Why so many older Americans only have funds in a 401(k)
There’s a reason 401(k) plans have become so popular. Back in the day, it was common for private-sector companies to offer employee pensions.
But that practice has increasingly fallen out of favor. And these days, most private employers don’t offer a workplace pension.
Instead, the burden of saving for retirement has shifted onto individual workers. And that’s what makes 401(k) plans so important.
Thankfully, a good number of employers do offer a workplace savings plan. And many also offer matching contributions that incentivize workers to fund their 401(k)s out of their own paychecks.
If you have a parent who retired with a $2 million 401(k), you should know that they’re not in a bad place at all — even if that’s their only retirement savings account. Chances are, your parent is entitled to Social Security benefits on top of whatever withdrawals they take from their 401(k). So between both income sources, they may be in for a pretty comfortable retirement.
In fact, if your parent withdraws from their $2 million 401(k) at a rate of 4% per year, that’s $80,000 in annual income on top of Social Security. That could make for a nice lifestyle.
You have options beyond a 401(k)
It may be surprising to see that your parent had only a 401(k) by the time they retired. And if you’re in the process of saving for your senior years, you should know that there are plenty of places to put your money in addition to a 401(k).
For one thing, you could put some of your savings into an IRA. This could be beneficial if you’re a hands-on investor who likes buying stocks individually. That’s because 401(k)s typically don’t let you hold individual stocks, whereas IRAs do.
You could also look at a health savings account (HSA), which offers three types of tax benefits. HSA contributions go in tax-free, investment gains are tax-free, and withdrawals used for qualifying medical expenses are tax-free.
Come retirement, healthcare is likely to be a large expense of yours. So it’s important to have funds set aside for it. An HSA could solve that piece of the puzzle.

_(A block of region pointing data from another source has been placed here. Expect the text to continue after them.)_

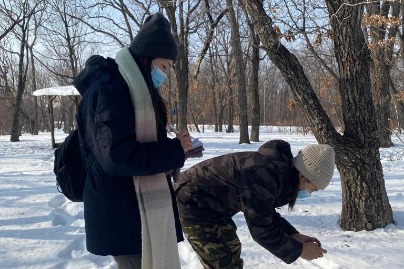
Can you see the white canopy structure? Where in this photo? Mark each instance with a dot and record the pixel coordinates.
(52, 92)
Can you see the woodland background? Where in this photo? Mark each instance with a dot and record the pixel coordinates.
(333, 68)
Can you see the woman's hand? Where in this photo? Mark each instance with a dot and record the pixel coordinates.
(312, 251)
(185, 140)
(311, 247)
(305, 239)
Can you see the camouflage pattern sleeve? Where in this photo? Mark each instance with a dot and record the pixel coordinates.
(258, 192)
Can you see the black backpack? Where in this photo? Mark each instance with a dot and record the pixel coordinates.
(70, 168)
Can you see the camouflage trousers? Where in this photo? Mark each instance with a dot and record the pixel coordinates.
(217, 246)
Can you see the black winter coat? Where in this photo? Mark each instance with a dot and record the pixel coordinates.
(255, 183)
(106, 124)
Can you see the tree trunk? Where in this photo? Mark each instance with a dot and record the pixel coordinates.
(254, 87)
(365, 204)
(398, 104)
(381, 97)
(15, 127)
(382, 58)
(181, 66)
(237, 56)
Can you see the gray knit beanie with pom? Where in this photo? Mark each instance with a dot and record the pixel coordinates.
(316, 163)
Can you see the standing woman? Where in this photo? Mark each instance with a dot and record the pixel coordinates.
(129, 209)
(255, 183)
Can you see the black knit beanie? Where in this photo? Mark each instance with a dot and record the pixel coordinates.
(154, 39)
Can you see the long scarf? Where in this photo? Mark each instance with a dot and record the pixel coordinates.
(159, 241)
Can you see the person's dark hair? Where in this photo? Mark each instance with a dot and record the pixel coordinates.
(295, 188)
(159, 105)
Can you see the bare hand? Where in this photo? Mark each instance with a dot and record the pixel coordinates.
(185, 140)
(302, 238)
(312, 251)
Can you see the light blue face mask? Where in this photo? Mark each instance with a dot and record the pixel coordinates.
(303, 194)
(158, 76)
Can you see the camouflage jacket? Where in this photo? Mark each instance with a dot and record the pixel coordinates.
(255, 183)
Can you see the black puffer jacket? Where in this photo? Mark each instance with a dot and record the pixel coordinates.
(106, 124)
(255, 183)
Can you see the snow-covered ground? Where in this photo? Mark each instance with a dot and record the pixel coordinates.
(41, 229)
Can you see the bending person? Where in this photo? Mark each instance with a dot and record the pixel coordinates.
(255, 183)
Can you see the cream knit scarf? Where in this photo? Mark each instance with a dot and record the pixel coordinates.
(159, 241)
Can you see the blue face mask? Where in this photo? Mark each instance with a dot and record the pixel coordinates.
(303, 194)
(158, 76)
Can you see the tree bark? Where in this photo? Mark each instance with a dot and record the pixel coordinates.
(15, 127)
(365, 204)
(181, 66)
(237, 56)
(254, 87)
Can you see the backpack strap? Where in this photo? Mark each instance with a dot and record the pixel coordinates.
(88, 161)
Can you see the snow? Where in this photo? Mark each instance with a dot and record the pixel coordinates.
(41, 229)
(58, 90)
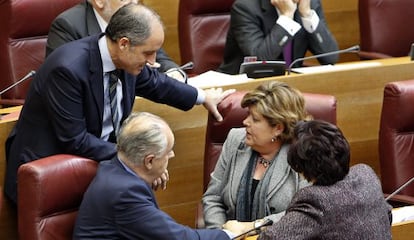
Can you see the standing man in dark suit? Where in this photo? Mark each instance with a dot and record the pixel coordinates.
(119, 202)
(91, 17)
(68, 110)
(278, 30)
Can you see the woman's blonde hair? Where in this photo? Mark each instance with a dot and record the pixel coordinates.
(279, 104)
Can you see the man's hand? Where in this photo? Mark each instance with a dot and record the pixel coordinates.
(285, 7)
(154, 65)
(161, 181)
(304, 8)
(176, 74)
(213, 97)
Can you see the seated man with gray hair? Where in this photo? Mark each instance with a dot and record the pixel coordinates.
(119, 203)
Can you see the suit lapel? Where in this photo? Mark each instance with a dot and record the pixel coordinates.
(96, 76)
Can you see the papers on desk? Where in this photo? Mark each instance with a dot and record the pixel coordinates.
(402, 214)
(328, 68)
(216, 79)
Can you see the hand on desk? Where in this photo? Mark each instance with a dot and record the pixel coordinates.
(239, 228)
(161, 181)
(213, 97)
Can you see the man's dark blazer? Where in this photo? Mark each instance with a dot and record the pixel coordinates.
(63, 109)
(120, 205)
(80, 21)
(253, 32)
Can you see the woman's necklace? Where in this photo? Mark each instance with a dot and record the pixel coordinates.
(265, 162)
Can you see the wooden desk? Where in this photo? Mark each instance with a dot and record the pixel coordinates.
(359, 93)
(399, 231)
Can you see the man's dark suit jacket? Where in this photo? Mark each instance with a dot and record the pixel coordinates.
(253, 32)
(80, 21)
(63, 109)
(120, 205)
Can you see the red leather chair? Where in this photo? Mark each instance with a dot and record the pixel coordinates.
(396, 140)
(319, 106)
(202, 29)
(385, 29)
(25, 25)
(50, 191)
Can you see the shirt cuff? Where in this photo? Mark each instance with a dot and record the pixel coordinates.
(288, 24)
(201, 96)
(311, 22)
(230, 234)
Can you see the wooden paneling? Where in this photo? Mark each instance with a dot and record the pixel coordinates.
(341, 16)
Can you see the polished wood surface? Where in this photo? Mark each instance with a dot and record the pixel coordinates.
(399, 231)
(359, 93)
(341, 17)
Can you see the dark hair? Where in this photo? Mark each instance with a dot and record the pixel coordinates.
(320, 152)
(132, 21)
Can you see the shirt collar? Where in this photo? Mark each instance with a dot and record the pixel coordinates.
(107, 63)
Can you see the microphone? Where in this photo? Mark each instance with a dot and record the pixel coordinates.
(29, 75)
(348, 50)
(399, 189)
(266, 223)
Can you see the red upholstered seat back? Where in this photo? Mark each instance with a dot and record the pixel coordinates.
(202, 28)
(396, 137)
(50, 191)
(25, 25)
(319, 106)
(385, 27)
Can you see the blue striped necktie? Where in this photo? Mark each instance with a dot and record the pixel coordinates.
(113, 82)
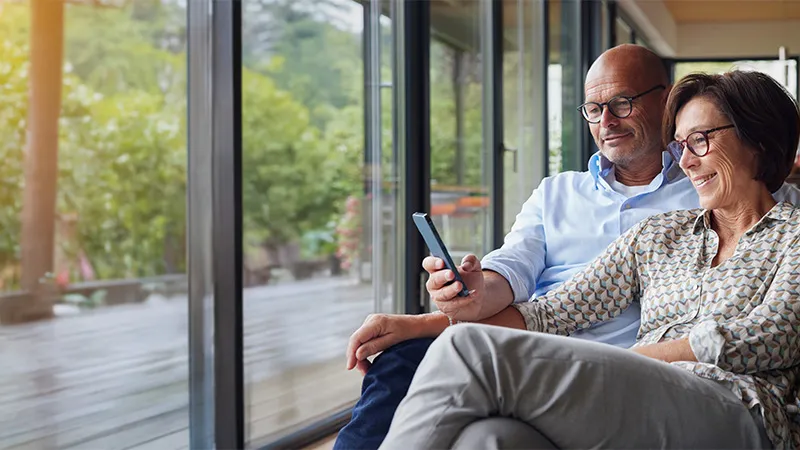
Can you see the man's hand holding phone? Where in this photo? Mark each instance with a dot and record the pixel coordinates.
(446, 296)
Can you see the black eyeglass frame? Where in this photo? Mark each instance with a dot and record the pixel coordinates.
(630, 99)
(676, 147)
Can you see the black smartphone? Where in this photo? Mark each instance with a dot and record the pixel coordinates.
(437, 248)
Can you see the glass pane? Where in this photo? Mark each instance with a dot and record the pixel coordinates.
(563, 94)
(459, 170)
(523, 112)
(785, 72)
(93, 308)
(313, 218)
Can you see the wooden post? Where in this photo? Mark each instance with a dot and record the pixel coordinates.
(41, 152)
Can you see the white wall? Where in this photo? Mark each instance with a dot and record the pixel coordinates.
(655, 22)
(709, 40)
(742, 39)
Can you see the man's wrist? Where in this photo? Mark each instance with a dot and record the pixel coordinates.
(433, 324)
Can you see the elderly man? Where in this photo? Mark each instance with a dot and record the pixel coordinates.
(568, 220)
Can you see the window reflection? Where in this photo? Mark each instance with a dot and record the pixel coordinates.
(311, 207)
(92, 211)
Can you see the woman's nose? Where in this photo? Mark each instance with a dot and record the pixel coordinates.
(688, 159)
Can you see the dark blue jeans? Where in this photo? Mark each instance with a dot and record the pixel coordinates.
(384, 386)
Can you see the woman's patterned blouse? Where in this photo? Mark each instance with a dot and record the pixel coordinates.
(742, 317)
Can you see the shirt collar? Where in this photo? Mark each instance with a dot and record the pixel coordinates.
(781, 212)
(600, 166)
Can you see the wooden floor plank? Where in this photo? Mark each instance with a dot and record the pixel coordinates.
(117, 377)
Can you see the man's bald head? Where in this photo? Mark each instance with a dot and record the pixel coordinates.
(629, 63)
(634, 72)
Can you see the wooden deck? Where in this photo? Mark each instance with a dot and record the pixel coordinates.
(117, 377)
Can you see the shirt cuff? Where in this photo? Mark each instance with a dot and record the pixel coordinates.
(517, 285)
(706, 342)
(532, 322)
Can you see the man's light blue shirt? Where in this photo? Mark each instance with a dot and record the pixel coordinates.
(572, 217)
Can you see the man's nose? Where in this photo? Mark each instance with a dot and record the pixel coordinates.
(608, 120)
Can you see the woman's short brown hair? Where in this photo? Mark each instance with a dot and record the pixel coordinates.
(765, 115)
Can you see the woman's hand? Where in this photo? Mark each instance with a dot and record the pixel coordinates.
(381, 331)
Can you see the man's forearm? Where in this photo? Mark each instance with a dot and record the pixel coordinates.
(434, 324)
(670, 351)
(498, 294)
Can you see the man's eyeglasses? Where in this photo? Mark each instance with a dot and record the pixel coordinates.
(620, 106)
(696, 142)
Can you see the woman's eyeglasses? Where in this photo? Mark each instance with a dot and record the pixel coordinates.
(696, 142)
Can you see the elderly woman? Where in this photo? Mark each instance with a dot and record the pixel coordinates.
(716, 360)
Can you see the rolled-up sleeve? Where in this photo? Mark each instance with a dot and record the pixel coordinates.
(768, 338)
(521, 259)
(603, 290)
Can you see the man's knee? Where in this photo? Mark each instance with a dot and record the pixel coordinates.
(466, 338)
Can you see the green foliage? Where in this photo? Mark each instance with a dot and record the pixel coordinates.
(122, 147)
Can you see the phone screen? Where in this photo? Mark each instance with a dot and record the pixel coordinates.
(437, 247)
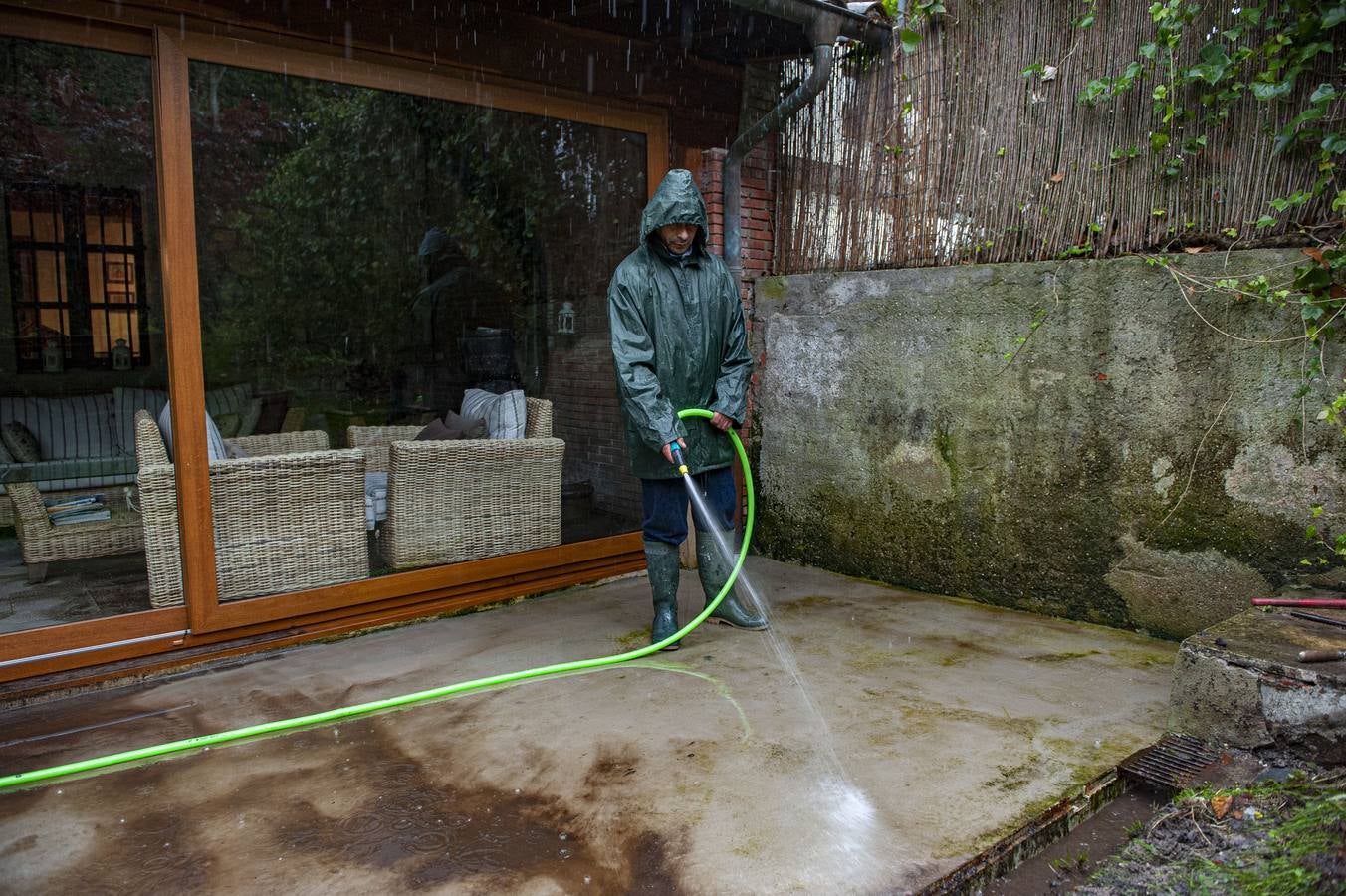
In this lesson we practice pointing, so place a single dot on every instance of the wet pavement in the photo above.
(699, 772)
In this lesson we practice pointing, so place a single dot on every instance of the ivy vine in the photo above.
(1265, 56)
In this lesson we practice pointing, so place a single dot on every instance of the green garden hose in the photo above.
(22, 780)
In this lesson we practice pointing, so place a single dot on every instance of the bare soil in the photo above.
(1280, 835)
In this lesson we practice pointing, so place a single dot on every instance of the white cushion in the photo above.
(375, 498)
(215, 448)
(504, 414)
(229, 400)
(66, 428)
(125, 402)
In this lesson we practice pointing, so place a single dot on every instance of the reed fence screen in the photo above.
(953, 155)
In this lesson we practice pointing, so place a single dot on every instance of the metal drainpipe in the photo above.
(822, 33)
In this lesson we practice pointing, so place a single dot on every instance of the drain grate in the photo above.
(1174, 762)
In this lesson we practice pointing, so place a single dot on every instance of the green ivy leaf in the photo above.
(1323, 93)
(1270, 91)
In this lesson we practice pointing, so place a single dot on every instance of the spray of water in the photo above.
(851, 816)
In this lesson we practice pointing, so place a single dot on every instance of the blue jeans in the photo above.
(665, 505)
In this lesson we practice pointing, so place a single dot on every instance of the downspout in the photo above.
(822, 33)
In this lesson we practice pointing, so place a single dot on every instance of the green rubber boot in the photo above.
(662, 562)
(715, 570)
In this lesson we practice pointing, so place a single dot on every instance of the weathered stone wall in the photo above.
(1131, 466)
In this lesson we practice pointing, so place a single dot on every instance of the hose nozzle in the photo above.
(677, 458)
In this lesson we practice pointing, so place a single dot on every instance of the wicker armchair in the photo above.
(466, 500)
(289, 517)
(43, 543)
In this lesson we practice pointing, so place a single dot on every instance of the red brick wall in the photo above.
(757, 232)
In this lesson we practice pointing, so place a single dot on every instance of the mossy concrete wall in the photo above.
(1130, 466)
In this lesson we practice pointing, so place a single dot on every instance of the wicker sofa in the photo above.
(466, 500)
(289, 517)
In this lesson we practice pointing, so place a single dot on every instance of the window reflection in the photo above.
(375, 263)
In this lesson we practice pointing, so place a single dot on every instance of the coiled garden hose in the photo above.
(38, 776)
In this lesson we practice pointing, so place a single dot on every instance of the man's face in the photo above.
(677, 237)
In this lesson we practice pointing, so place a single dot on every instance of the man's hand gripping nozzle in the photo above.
(677, 458)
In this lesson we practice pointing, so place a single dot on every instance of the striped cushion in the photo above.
(125, 402)
(504, 414)
(75, 427)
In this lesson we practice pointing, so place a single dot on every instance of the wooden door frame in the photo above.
(170, 47)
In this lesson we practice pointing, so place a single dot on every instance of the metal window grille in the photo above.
(77, 267)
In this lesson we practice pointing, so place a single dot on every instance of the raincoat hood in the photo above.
(676, 201)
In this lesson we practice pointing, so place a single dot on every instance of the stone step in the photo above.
(1241, 682)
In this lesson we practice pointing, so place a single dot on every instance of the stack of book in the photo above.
(64, 512)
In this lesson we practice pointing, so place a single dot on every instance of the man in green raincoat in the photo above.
(679, 341)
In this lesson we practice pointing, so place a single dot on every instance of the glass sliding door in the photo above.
(81, 332)
(404, 328)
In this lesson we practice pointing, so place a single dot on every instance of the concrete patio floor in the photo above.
(699, 772)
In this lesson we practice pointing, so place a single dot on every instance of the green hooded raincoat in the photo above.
(677, 339)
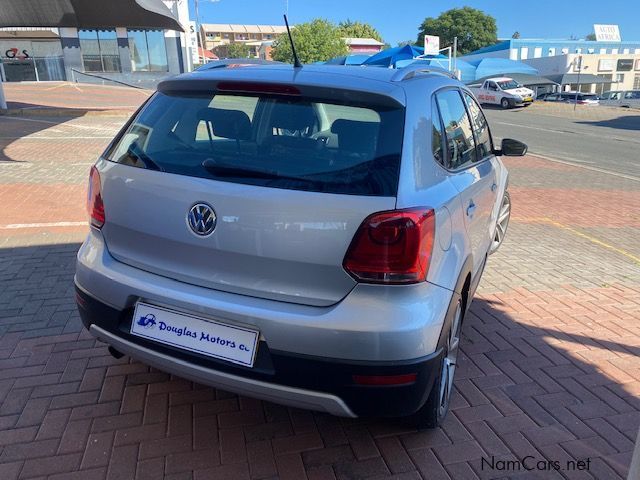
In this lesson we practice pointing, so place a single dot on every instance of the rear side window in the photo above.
(274, 141)
(457, 127)
(437, 135)
(480, 127)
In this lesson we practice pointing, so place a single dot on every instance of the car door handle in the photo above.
(471, 209)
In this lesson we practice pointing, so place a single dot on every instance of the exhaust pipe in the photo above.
(114, 353)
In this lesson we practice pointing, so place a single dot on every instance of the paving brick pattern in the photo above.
(549, 368)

You should also consider investing for retirement in a taxable brokerage account. The reason? You risk early withdrawal penalties for tapping an IRA or 401(k) before age 59 and 1/2. But if you’re not sure when you want to retire, and you’d like the option to do so early, then it’s important to have some funds in an account that offers more flexibility.
Consult a financial advisor for guidance
If you have access to a 401(k) plan through your employer, then it pays to at least contribute enough money to snag your workplace match in full. Beyond that, you have choices for spreading your money around.
If you’re not sure which accounts to use for retirement savings purposes, it pays to consult a qualified financial advisor. They can review your choices with you and help you find the best places to put your money. Just as importantly, they can offer investment advice so the money you’re saving for retirement is able to grow.